Eu cuidadosamente me apoio – pop, pop – e pego o gato em meus braços. “Você não se lembra de mim? Eu sou sua tia! Eu sussurro ferozmente em seu ouvido.
Ela finalmente ronrona em reconhecimento. Afundo-me no plástico-bolha, mas sei que o sono não será fácil. Estou com jetlag, com certeza, mas sei que minha insônia tem mais a ver com minhas preocupações.
Consegui vir aqui com um visto B-2 para abrir um negócio, o que por si só foi um milagre. Só tenho 3.000.000 ienes, cerca de US$ 30.000, para abrir uma loja de okonomiyaki na cidade de Nova York. Eu sei que é uma quantia ridiculamente baixa. Não tenho dinheiro para comprar um food truck e provavelmente nem mesmo um carrinho de mão. E quem sabe se alguém vai querer comer a saborosa panqueca da minha querida cidade natal?
Olho para Risa, que está linda mesmo com a boca entreaberta e ela babando um pouco. Estamos ao lado uma da outra há muito tempo, mas ninguém nos confundiu com irmãs. Seu cabelo longo e brilhante é preto azeviche, enquanto meu cabelo castanho curto está crespo, como se eu tivesse levado um choque de uma tomada elétrica. Ela tem cerca de 1,75 metros, enquanto eu, infelizmente, tenho apenas 1,5.
Risa não teria sido uma “garota descartável” – seu termo – se não fosse por sua nova madrasta. No Japão, temos nossa própria história da Cinderela, Chujo-hime, e Risa é a pobre heroína dessa história – bem, pelo menos em alguns aspectos. Em Chujo-hime, a enteada menosprezada torna-se freira para escapar de sua situação, mas não consigo imaginar Risa fugindo para ingressar em um templo. Este apartamento e a mensalidade da faculdade estão sendo pagos por um benfeitor britânico que ela conheceu durante uma turnê com uma trupe de Hiroshima em uma produção sobre Sadako, a jovem japonesa que morreu devido aos efeitos da bomba atômica. O homem ficou impressionado com sua cenografia e insistiu que ela continuasse seus estudos. O melhor lugar? Cidade de Nova York, é claro, e ele pagará por tudo. Não pergunto sobre os detalhes do acordo, principalmente porque não quero saber.
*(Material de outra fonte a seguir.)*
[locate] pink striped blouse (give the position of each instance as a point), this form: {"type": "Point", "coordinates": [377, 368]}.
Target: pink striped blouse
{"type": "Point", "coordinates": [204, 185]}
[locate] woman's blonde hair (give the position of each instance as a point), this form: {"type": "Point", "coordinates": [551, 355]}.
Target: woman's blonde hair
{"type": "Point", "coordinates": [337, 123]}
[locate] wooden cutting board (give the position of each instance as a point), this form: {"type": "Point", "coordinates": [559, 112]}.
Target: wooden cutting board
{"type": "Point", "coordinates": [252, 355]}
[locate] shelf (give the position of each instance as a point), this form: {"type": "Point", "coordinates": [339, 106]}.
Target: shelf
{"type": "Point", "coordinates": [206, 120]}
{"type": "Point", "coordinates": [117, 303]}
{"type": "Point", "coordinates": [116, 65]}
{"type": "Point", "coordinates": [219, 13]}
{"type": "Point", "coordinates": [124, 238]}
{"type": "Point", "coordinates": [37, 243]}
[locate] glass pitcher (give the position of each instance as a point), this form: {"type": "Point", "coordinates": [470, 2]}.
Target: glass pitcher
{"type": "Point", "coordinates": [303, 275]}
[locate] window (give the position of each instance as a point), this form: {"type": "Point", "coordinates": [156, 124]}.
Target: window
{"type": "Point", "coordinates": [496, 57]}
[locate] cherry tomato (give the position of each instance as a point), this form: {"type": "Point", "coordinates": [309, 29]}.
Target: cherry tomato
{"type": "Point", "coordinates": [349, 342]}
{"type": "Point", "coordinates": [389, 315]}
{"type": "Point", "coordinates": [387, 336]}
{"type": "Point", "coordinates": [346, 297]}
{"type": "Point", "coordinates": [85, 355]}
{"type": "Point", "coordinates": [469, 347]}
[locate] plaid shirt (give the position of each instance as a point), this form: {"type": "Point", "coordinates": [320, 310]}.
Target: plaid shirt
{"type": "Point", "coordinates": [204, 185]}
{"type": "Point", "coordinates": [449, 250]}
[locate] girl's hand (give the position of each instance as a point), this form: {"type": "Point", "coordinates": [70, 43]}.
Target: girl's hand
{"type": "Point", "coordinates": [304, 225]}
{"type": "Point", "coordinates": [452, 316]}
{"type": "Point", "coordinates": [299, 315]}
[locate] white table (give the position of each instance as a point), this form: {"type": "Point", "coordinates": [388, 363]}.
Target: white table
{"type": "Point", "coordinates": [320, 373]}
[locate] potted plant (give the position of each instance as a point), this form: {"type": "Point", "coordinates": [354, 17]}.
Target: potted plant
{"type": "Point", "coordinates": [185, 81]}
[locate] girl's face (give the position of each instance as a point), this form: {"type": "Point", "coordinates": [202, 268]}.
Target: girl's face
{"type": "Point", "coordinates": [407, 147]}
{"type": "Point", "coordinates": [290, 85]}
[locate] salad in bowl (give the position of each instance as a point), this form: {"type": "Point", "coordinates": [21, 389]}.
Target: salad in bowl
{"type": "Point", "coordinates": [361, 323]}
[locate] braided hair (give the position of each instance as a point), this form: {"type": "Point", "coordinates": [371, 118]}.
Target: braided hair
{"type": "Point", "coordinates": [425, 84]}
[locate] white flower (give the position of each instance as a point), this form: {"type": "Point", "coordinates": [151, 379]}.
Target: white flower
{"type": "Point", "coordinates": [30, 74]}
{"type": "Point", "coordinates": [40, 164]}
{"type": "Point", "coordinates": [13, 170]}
Agora estamos reunidos, mas não sei se algum de nós terá um final feliz. Tamago finalmente se acomoda de bruços e começa a dormir. Em breve, eu também.
* * * * *
De manhã, me sinto melhor. O sol de outono aparece pelas cortinas de Risa. É um bom dia, eu declaro. Um passo à frente na resolução dos meus problemas.
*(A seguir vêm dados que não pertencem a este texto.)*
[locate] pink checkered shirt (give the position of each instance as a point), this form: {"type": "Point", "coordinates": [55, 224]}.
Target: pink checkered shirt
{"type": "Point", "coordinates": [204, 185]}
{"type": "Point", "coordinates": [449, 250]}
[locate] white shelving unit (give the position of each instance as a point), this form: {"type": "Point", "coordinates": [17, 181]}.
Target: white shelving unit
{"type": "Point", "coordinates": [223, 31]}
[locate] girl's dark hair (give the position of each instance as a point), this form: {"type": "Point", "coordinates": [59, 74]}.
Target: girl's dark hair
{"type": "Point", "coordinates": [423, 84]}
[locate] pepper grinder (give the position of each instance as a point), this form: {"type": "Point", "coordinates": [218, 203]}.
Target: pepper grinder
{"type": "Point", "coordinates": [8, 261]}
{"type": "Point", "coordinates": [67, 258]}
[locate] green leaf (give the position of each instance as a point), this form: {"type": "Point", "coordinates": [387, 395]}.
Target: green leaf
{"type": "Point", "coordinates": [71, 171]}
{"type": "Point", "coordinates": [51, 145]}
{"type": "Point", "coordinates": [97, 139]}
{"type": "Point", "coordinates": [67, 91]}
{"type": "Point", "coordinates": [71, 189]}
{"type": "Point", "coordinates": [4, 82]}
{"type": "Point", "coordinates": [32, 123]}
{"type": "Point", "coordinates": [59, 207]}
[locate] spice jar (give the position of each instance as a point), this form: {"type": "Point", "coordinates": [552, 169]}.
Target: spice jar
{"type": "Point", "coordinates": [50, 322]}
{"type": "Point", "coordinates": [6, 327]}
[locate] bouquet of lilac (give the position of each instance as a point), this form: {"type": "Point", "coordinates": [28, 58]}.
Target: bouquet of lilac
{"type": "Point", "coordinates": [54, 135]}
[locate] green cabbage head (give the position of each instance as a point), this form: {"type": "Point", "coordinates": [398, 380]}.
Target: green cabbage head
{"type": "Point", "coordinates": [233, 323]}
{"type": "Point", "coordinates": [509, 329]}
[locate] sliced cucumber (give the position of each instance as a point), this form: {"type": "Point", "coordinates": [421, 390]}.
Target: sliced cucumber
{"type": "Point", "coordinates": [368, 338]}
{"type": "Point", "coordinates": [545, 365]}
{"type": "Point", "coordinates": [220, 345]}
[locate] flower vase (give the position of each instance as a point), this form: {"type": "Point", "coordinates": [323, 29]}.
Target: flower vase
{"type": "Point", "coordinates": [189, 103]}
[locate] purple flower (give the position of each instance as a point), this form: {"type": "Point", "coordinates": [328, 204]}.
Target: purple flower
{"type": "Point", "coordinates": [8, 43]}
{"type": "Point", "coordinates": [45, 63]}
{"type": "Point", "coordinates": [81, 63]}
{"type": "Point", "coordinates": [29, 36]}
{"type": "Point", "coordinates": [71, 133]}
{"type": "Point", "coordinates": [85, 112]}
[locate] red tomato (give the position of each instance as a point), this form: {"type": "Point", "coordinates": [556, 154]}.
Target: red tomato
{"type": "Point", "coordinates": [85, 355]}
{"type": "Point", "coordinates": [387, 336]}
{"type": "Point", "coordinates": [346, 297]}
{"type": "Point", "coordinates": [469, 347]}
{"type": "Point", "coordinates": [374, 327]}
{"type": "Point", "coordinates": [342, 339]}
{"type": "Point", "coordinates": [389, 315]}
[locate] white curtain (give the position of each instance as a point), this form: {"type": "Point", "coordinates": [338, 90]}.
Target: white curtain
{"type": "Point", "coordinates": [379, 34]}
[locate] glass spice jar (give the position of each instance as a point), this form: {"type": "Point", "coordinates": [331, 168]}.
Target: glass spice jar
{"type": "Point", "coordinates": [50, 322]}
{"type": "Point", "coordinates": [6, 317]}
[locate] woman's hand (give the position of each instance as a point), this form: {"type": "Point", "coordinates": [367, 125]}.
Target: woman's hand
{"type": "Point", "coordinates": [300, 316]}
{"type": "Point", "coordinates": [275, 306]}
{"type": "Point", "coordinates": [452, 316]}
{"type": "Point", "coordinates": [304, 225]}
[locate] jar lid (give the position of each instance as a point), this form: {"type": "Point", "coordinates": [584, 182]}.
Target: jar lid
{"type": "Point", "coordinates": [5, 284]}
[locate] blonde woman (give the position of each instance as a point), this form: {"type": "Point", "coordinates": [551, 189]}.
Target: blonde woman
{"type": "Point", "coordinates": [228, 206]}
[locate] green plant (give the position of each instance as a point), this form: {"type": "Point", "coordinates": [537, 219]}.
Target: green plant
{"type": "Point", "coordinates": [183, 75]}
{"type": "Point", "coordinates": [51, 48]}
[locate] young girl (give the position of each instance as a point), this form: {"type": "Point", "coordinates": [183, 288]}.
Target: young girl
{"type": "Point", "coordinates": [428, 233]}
Risa já tomou banho e se vestiu, parecendo tão fofa e boêmia quanto um estudante de pós-graduação em artes cênicas pode parecer. Ela está vestindo uma saia plissada com polainas e um cardigã listrado; um lenço florido está amarrado em seu pescoço.
A pressão da água é horrível no chuveiro, mas pelo menos a água está quente. Acabei de me lavar com sabonete quando ouço Risa na porta destrancada. “Kao- chan , Kaori.”
"O que?" — pergunto, meus olhos fechados para evitar a espuma do sabão.
"Você tem um telefonema." Ela diz isso com pavor.
"O que? Meu celular? Deve ser um número errado. Não tive tempo de mudar para uma operadora de telefonia dos EUA.
“Não, ele está ligando para mim. É seu tio. Ele quer falar com você.